In All Fairness, Part One (Identifying Previously Held Assumptions)

What does it mean, fairness? What is fair? Is nature fair, is society fair, how can we go about being fair? Are there levels of fairness and should there be?

It seemed so clear to me when I was a child: fairness is when I got the good things I saw other people get. Fairness was ice cream and toys. Fairness was goodness. Group punishment was not fair, head lice was not fair, and the chickenpox was not fair – because they were not good, I did not want them. I wonder how this early idea of fairness as goodness may linger in my thoughts. I will try and shed my prejudice: fairness may not necessarily be goodness. Bad things may be fair things.

I am also inclined to think of fairness as something rank-able – possibly even quantifiable. “The game is fair only half of the time”, “this game is more fair than that game”, or “make this adjustment to your rules and they will become more fair”. These are certainly ways that are very natural for me to talk about fairness. I should like to try and suspend this way of thinking. A game that can be made more fair may simply be NOT fair. “Unless you adjust your rules they will not be fair”, or “a game that is fair half of the time is not a fair game”. These seem reasonable to me as well, although I tend not to think about fairness as absolute in my everyday life. I’d like to start with the possibility that it might be.
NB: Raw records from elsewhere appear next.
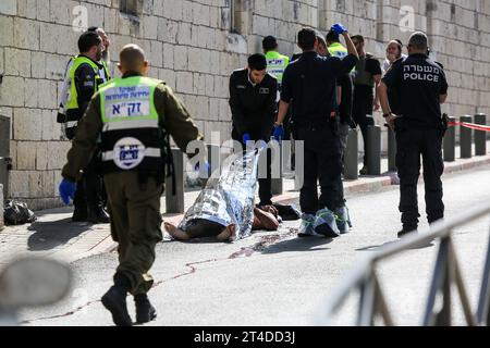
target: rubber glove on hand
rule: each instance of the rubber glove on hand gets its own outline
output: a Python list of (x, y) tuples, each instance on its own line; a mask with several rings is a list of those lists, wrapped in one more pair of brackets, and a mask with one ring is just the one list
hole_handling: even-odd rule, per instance
[(274, 126), (273, 133), (274, 139), (281, 142), (282, 138), (284, 138), (284, 127), (283, 126)]
[(250, 135), (248, 133), (245, 133), (242, 138), (243, 144), (247, 145), (247, 141), (250, 141), (250, 140), (252, 140)]
[(76, 184), (64, 178), (60, 184), (59, 190), (61, 199), (68, 206), (70, 204), (70, 199), (75, 199)]
[(347, 32), (347, 29), (340, 23), (336, 23), (332, 25), (332, 30), (335, 32), (335, 34), (342, 35)]

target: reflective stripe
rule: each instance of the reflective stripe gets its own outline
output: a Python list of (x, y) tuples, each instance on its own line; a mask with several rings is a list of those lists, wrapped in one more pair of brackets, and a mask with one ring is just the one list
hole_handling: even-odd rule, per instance
[(158, 120), (126, 120), (105, 123), (102, 132), (158, 127)]
[[(161, 149), (157, 148), (147, 148), (145, 149), (145, 157), (161, 157)], [(114, 160), (114, 151), (106, 151), (102, 153), (102, 161), (112, 161)]]

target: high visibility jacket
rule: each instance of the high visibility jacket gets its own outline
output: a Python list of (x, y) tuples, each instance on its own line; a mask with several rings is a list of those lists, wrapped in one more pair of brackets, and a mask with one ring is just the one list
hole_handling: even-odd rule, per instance
[(332, 45), (330, 45), (328, 50), (330, 52), (330, 55), (340, 59), (343, 59), (348, 54), (347, 49), (339, 42), (333, 42)]
[(100, 87), (103, 173), (163, 170), (164, 135), (154, 94), (162, 82), (133, 76)]
[(282, 83), (282, 75), (290, 64), (290, 59), (275, 51), (269, 51), (266, 54), (267, 59), (267, 72), (278, 79), (278, 83)]

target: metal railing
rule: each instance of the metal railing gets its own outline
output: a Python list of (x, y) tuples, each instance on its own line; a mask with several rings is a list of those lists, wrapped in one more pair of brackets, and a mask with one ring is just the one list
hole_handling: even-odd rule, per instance
[[(483, 216), (490, 216), (490, 204), (474, 208), (469, 213), (440, 221), (425, 231), (420, 231), (419, 235), (407, 236), (393, 245), (381, 247), (372, 254), (366, 256), (366, 259), (358, 262), (358, 265), (329, 296), (327, 309), (321, 313), (321, 320), (318, 321), (318, 324), (331, 325), (334, 314), (345, 303), (347, 297), (354, 290), (359, 290), (357, 326), (375, 325), (377, 315), (381, 316), (387, 326), (395, 325), (380, 287), (380, 281), (376, 272), (377, 265), (401, 252), (429, 245), (434, 239), (441, 239), (421, 324), (424, 326), (451, 325), (451, 288), (452, 285), (455, 285), (466, 324), (468, 326), (490, 325), (490, 240), (476, 311), (471, 309), (452, 240), (455, 227)], [(442, 303), (436, 306), (439, 298), (442, 299)]]

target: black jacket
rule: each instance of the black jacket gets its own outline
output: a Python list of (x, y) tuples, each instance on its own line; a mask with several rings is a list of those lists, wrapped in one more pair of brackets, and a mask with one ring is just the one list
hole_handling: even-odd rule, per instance
[(230, 77), (230, 108), (236, 140), (248, 133), (253, 140), (269, 140), (275, 117), (278, 80), (267, 74), (253, 85), (248, 70), (236, 70)]

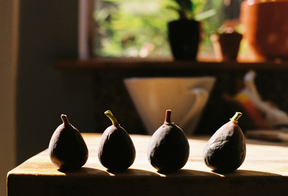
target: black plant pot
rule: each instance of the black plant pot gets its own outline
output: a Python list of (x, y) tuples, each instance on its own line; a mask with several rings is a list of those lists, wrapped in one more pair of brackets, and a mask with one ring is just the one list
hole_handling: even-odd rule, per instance
[(168, 23), (169, 42), (175, 60), (196, 60), (200, 37), (199, 24), (194, 20), (174, 20)]

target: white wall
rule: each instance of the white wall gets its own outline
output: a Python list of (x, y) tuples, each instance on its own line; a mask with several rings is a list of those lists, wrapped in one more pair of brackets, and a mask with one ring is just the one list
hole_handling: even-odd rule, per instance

Also, it seems to me that fairness often requires interference. That nature is not fair – although it may be unbiased. It kills some children, it lets others grow up with severe handicaps, or allows others with no troubles at all to grow until a very old age – that does not seem fair. Not only because it does not seem good, but because it seems random. It does not pick the strongest-willed mother to rob of her child – it picks any mother at all – it may pick the weakest mother. Randomness does not necessarily seem fair to me. In some cases it seems that fairness is separate from chance.  I am, however, going to entertain that randomness MAY be fair. I will not dismiss the possibility just because it does not seem intuitive to me.

I occasionally have trouble with the idea that awareness is required for fairness. I don’t intrinsically feel that it is unfair to withhold something from me that I do not desire. This can include good things that I may simply be unaware of. If I don’t know they exist, if I don’t know they can be had, it seems to me that I can’t integrate them into my own idea of fairness. But, I think this is likely the most problematic idea of them all: for it would seem to suggest that enhancing ignorance can enhance fairness – and that seems to pose a real difficulty. At any rate, I am going to consciously consider that fairness may have nothing to do with what I know or can conceive of – it may, after all, not be fair of my peers to keep me in ignorance.

Lastly, it seems much too commonplace to imagine fairness as a common starting ground. If we start out on an equal footing, well that seems fair. I’m not going to assume that is necessarily true. I can imagine a scenario where starting fair does not mean things stay fair – it might mean nothing is really fair but the start itself.

Those are some conceptions of fairness that come easily for me – and because of this I am going to be very cautious with them and make a real effrot to entertain alternatives. This investigation of fariness will be continued in a second part.